By contrast, a court has specific jurisdiction over a party when the party does not have systematic and continuous contacts with the state, but is involved in a dispute that arises from its contacts with the forum state.

In short, specific jurisdiction is dispute-specific, based on a connection between the claim and the forum, while general jurisdiction is based on all of the defendant’s contacts with the forum, regardless of the nature or source of the dispute.

Both the district court judge and the Federal Circuit agreed that GMReis’s isolated contacts with California and the U.S. did not support general jurisdiction, as they were not nearly continuous and systematic enough. However, the appellate court, applying Civil Procedure Rule 4(k)(2), said it was an error by the district court to conclude that it lacked specific jurisdiction[1].

Three factors must be met to find specific jurisdiction, and the Federal Circuit discerned all of them here. First, by bringing the bone plates to the trade show, GMReis had “purposefully directed its activities at residents of the forum,” namely, the U.S. Even though GMReis’s sales efforts were not directed at U.S. residents, merely displaying them in the U.S. to U.S. residents was enough to satisfy this factor.

Second, Synthes’s infringement claim “arises out of the defendant’s activities” in the United States. The patent statute imposes liability on anyone who “imports” or “offers to sell” an infringing product in the U.S., and GMReis arguably did both, even if it did not offer to sell to any U.S. residents.

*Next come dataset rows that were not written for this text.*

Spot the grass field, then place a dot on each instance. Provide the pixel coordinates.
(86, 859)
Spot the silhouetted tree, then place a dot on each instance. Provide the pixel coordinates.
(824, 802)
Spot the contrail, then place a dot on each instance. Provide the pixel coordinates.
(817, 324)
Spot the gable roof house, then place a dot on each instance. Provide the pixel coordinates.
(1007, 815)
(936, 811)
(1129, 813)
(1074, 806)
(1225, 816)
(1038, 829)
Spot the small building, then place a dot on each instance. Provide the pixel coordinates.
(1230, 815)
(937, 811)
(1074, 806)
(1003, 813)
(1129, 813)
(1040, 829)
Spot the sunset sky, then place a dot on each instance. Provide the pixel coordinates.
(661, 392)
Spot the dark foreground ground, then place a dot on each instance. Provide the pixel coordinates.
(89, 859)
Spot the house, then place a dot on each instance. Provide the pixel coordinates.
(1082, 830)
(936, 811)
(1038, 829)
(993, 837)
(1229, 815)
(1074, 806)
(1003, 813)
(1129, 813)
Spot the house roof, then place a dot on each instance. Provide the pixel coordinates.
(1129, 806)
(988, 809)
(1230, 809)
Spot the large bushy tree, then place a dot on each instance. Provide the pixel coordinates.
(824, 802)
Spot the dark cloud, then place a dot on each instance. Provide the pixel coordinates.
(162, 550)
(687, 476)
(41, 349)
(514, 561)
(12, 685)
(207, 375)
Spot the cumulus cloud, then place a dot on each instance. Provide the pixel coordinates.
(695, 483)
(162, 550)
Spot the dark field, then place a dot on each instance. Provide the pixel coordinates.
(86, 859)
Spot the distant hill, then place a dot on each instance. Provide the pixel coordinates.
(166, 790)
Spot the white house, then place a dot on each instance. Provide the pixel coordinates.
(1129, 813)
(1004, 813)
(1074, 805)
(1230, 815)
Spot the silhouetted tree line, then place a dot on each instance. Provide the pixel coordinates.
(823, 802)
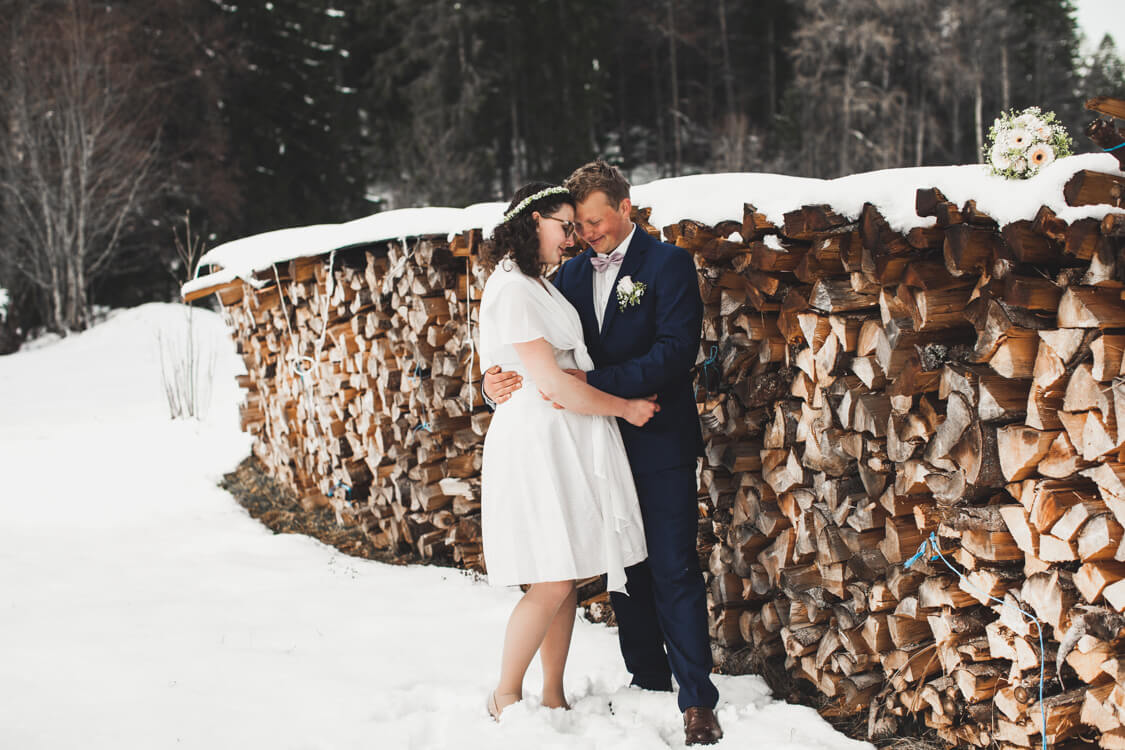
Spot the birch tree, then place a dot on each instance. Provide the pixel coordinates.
(78, 161)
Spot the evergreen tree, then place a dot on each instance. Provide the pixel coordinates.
(291, 114)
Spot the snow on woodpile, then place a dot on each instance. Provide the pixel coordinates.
(885, 359)
(708, 198)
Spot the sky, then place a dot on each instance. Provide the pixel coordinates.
(1098, 17)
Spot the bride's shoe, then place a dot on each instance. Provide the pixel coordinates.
(494, 707)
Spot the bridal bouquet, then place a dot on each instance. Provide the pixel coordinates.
(1020, 144)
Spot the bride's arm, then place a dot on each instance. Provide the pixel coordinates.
(538, 357)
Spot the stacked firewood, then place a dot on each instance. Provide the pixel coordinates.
(862, 390)
(358, 388)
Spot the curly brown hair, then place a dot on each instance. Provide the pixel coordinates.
(518, 236)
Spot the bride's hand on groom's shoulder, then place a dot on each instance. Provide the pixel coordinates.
(581, 375)
(500, 385)
(639, 410)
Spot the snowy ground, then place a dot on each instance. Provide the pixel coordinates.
(142, 607)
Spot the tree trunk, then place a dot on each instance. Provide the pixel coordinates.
(728, 75)
(978, 115)
(677, 145)
(920, 136)
(772, 68)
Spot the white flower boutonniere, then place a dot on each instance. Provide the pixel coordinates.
(629, 292)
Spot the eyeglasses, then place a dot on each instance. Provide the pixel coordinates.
(569, 228)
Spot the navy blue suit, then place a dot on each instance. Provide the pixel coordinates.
(650, 349)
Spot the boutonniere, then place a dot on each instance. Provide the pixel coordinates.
(629, 292)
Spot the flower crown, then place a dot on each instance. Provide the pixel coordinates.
(555, 190)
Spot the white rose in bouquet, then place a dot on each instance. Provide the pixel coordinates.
(1020, 144)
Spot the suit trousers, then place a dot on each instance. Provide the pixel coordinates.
(663, 624)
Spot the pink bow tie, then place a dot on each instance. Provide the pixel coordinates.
(602, 262)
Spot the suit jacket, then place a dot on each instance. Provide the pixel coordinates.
(646, 349)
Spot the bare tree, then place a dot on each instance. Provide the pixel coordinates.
(78, 162)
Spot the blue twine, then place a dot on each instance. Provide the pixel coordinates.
(708, 369)
(932, 542)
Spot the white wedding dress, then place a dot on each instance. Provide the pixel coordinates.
(558, 499)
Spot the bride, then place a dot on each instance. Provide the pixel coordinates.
(558, 500)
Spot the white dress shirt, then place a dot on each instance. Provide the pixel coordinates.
(605, 280)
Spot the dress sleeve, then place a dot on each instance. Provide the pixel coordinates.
(519, 317)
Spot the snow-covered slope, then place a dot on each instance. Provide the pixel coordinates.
(142, 607)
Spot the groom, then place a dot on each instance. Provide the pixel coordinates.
(641, 317)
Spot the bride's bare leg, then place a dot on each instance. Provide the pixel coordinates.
(554, 651)
(525, 631)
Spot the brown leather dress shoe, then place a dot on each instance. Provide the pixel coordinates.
(701, 726)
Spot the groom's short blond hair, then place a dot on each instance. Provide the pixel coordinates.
(595, 177)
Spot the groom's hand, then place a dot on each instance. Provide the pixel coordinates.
(500, 385)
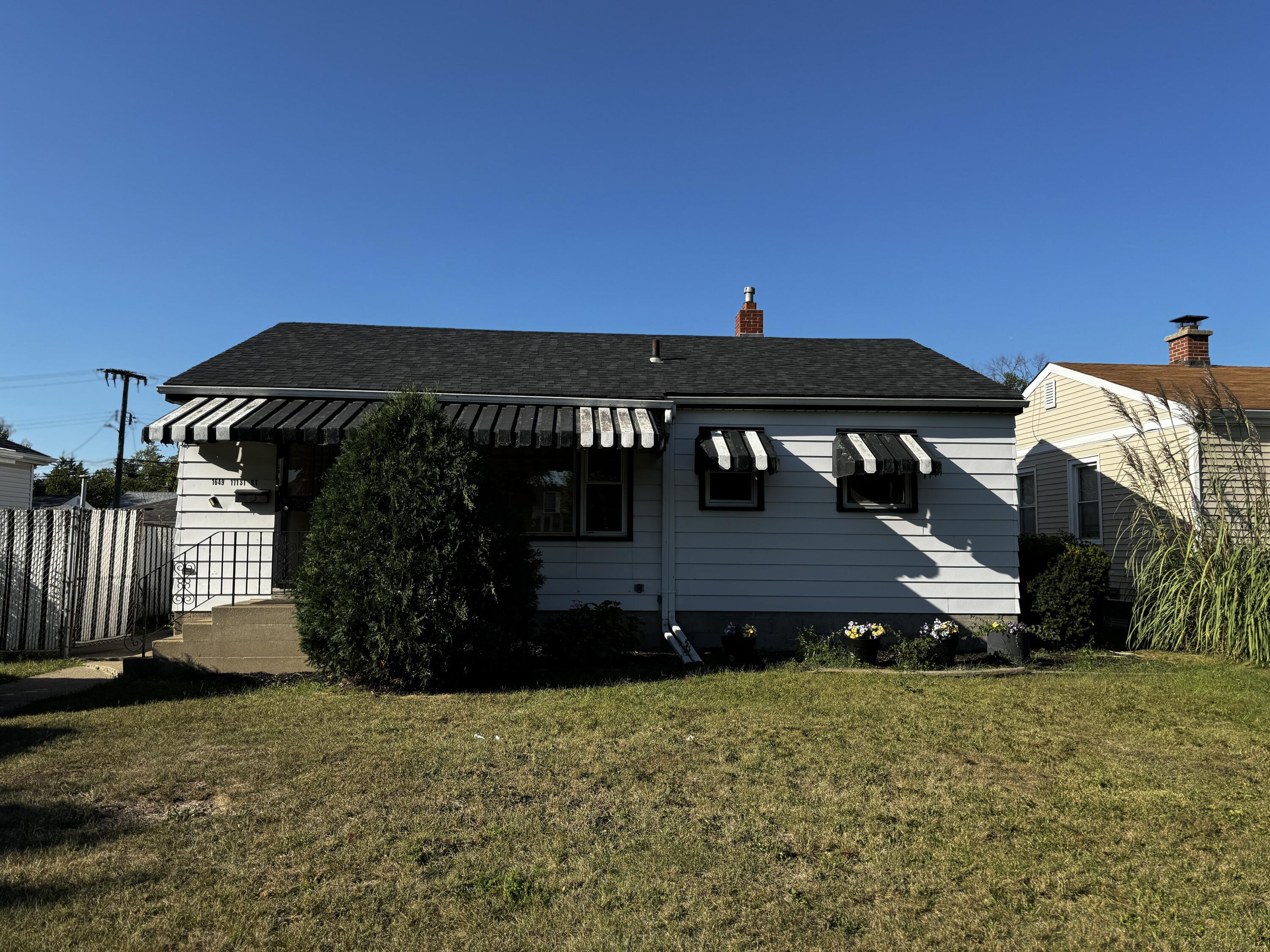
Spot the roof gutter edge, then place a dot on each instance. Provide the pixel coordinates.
(314, 394)
(863, 403)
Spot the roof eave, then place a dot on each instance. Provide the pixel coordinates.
(1005, 405)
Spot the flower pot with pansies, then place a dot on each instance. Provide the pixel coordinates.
(1010, 640)
(945, 634)
(860, 640)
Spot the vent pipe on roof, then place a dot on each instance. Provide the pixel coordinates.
(750, 319)
(1189, 346)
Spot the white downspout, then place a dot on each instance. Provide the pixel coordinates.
(670, 627)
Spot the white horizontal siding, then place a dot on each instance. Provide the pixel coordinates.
(16, 480)
(957, 554)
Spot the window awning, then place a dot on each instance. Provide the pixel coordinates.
(324, 422)
(865, 452)
(736, 451)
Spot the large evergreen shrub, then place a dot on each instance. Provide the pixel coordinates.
(1037, 554)
(1068, 597)
(591, 634)
(417, 573)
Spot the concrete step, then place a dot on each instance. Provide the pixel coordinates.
(244, 640)
(267, 612)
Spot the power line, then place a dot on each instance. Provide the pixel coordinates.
(45, 376)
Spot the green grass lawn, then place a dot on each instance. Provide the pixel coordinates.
(1119, 806)
(16, 666)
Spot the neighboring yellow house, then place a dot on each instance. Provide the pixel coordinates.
(1071, 469)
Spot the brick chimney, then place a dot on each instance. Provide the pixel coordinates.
(1189, 346)
(750, 319)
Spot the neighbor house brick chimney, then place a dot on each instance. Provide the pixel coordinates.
(1189, 346)
(750, 319)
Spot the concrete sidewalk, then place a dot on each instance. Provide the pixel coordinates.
(69, 681)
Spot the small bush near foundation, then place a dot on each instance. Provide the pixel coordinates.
(1068, 597)
(591, 634)
(917, 654)
(822, 649)
(1037, 554)
(417, 573)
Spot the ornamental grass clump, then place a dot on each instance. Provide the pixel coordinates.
(1199, 532)
(417, 573)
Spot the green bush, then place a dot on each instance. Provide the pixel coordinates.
(827, 649)
(917, 654)
(1035, 555)
(1067, 598)
(591, 634)
(417, 573)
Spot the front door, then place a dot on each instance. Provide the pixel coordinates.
(301, 473)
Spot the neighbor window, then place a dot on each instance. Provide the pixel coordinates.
(732, 490)
(1028, 503)
(605, 490)
(545, 484)
(878, 490)
(1088, 516)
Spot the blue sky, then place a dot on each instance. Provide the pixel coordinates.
(982, 177)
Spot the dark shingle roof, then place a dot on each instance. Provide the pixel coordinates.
(606, 366)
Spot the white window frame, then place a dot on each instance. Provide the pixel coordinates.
(1074, 497)
(1019, 498)
(585, 470)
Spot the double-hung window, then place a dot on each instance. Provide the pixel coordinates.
(571, 494)
(605, 494)
(1028, 502)
(1086, 495)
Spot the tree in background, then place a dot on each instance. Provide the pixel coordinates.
(146, 471)
(63, 479)
(417, 573)
(1016, 372)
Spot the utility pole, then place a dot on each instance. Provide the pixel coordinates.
(113, 374)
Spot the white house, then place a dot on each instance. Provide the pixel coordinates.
(18, 466)
(694, 479)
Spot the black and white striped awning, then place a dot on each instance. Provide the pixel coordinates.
(324, 422)
(736, 451)
(865, 452)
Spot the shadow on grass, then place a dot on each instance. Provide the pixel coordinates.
(127, 692)
(19, 740)
(535, 674)
(45, 825)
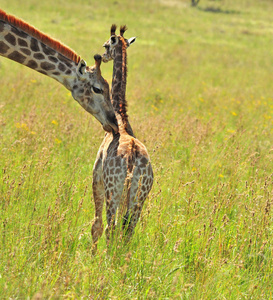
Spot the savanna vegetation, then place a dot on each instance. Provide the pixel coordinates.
(200, 97)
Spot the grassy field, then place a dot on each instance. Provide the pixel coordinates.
(200, 97)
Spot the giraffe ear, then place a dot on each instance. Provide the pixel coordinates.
(81, 68)
(131, 40)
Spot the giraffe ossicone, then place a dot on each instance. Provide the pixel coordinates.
(122, 173)
(28, 46)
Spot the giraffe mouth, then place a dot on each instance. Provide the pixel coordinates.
(110, 127)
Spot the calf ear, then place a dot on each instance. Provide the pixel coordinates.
(131, 40)
(81, 68)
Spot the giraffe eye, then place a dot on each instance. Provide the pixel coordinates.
(97, 90)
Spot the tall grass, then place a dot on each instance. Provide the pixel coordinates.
(200, 98)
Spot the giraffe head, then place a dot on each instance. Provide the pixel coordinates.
(115, 42)
(91, 90)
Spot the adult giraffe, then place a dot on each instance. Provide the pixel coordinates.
(28, 46)
(122, 172)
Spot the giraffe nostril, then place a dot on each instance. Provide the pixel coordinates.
(112, 118)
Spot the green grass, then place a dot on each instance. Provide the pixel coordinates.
(200, 98)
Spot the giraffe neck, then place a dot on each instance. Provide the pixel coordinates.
(26, 45)
(118, 91)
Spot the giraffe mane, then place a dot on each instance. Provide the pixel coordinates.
(123, 28)
(113, 29)
(27, 28)
(123, 104)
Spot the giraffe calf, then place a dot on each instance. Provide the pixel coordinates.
(122, 172)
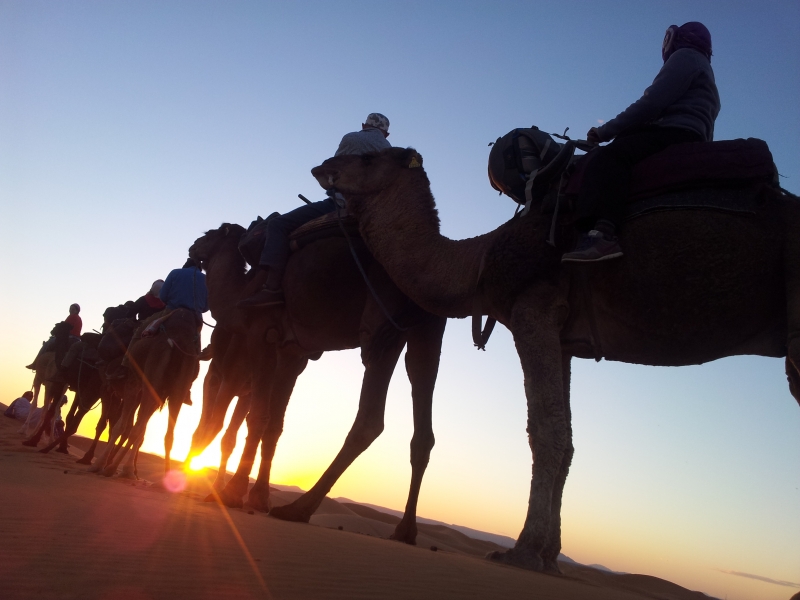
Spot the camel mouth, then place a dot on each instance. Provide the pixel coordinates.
(325, 178)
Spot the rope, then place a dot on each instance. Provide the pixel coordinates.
(364, 275)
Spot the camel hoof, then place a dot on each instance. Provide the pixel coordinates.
(231, 499)
(518, 558)
(289, 512)
(258, 499)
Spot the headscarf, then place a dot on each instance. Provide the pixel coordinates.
(156, 287)
(689, 35)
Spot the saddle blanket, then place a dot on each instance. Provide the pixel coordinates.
(728, 163)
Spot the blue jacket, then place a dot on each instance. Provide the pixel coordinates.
(185, 288)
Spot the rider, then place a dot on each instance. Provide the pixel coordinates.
(371, 138)
(680, 106)
(75, 333)
(186, 288)
(150, 303)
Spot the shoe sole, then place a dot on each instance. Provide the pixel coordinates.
(598, 259)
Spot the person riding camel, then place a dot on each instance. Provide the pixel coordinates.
(680, 106)
(186, 288)
(274, 256)
(72, 319)
(150, 303)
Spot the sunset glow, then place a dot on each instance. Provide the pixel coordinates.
(127, 130)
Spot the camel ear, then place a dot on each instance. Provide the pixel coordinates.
(412, 159)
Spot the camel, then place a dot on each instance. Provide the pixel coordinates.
(161, 369)
(328, 307)
(117, 335)
(80, 370)
(693, 286)
(48, 373)
(228, 376)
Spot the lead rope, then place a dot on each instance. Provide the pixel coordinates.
(385, 312)
(480, 338)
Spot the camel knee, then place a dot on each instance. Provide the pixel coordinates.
(363, 435)
(421, 446)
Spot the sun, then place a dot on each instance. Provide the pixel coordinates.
(195, 465)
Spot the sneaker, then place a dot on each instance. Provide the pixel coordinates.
(594, 247)
(262, 298)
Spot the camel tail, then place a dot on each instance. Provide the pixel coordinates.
(792, 279)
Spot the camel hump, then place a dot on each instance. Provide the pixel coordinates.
(739, 163)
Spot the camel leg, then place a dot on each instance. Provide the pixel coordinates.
(47, 416)
(228, 390)
(174, 407)
(228, 442)
(105, 409)
(535, 323)
(135, 440)
(366, 428)
(119, 431)
(422, 366)
(264, 362)
(286, 376)
(211, 385)
(72, 423)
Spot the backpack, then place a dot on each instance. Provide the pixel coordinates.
(252, 241)
(516, 158)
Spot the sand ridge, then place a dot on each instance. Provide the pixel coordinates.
(68, 534)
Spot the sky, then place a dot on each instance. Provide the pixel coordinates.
(127, 129)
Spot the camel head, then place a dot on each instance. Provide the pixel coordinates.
(367, 174)
(214, 240)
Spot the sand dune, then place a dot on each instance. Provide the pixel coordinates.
(68, 534)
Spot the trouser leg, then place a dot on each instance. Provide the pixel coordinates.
(606, 181)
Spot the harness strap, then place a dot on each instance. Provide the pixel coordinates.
(586, 295)
(481, 337)
(529, 191)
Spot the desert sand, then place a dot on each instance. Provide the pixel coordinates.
(66, 533)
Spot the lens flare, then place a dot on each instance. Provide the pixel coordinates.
(195, 464)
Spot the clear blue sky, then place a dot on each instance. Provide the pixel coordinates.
(129, 128)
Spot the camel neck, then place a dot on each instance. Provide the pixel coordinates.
(400, 226)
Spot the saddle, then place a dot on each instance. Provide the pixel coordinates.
(320, 228)
(728, 164)
(727, 176)
(324, 227)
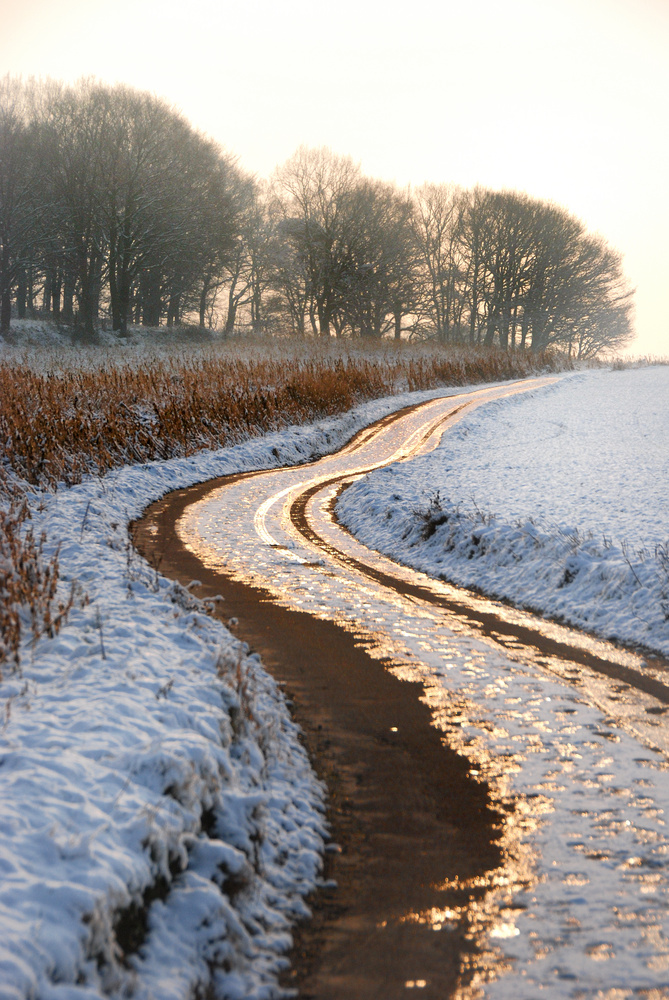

Finally, the Federal Circuit said that asserting personal jurisdiction is reasonable because the traditional tokens of “fair play and substantial justice” are present. Specifically:

  • While being haled into a California court is burdensome, GMReis has shown itself capable of traveling to and from Brazil.
  • The U.S. has an interest in enforcing its patent laws and discouraging injuries caused within its borders, including injury from patent infringement.
  • Exercising personal jurisdiction will not hinder U.S. relations with Brazil.
  • Although the U.S. has an interest in encouraging trade show attendance by foreign entrepreneurs, this is not significant enough a consideration to preclude jurisdiction over someone who brings allegedly infringing products to such a show.

This decision may give pause to businesses seeking to gauge the market for their wares in the U.S.  Pure intentions and fastidious precautions by a foreign company may not be enough to stop a determined American competitor from dragging it into a courthouse far from home.

[1] Rule 4(k)(2) provides that, in cases arising under federal law, serving a summons establishes personal jurisdiction if the defendant is not subject to jurisdiction in the courts of any state, and the exercise of jurisdiction is consistent with due process.